Dr. Jay Lieberman, medical director for Quest Diagnostics and a pediatrician at the University of California, Irvine, says data from Quest's testing, based on 76,500 specimens taken between May 11 and October 11, 2009, can supplement the CDC's findings, which cover fewer than 5,000 patients.
The sharp rise in cases in children came at the end of August and beginning of September, Lieberman told Reuters in a telephone interview.
"What is interesting is that we are now seeing delayed by several weeks a rise in other age groups -- in the elderly, in people aged 50 to 64 and in children under 5 years of age," Lieberman said.
Influenza often spreads from school-aged children to siblings, parents and eventually grandparents./
"What we have seen in the pandemic so far is that the elderly have been relatively spared. That may start to change in the weeks ahead," Lieberman said.

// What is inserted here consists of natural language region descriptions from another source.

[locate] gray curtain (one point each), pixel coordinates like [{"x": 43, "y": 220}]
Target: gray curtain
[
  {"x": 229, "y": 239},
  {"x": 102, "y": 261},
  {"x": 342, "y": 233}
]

Many scientists think the elderly are less likely to be infected because they have some immunity to the H1N1 virus.
Lieberman said the findings show it is important to vaccinate children against influenza to slow the spread in the community.
Cases are evenly divided by gender, Quest said, and about half of all samples sent for testing -- by doctor's offices, state and county health departments -- turn out to be H1N1.
H1N1 has been mild to moderate so far. Lieberman said had it been a more pathogenic virus, causing severe disease in more people, officials likely would have closed schools to help slow its spread until more vaccines could have become available.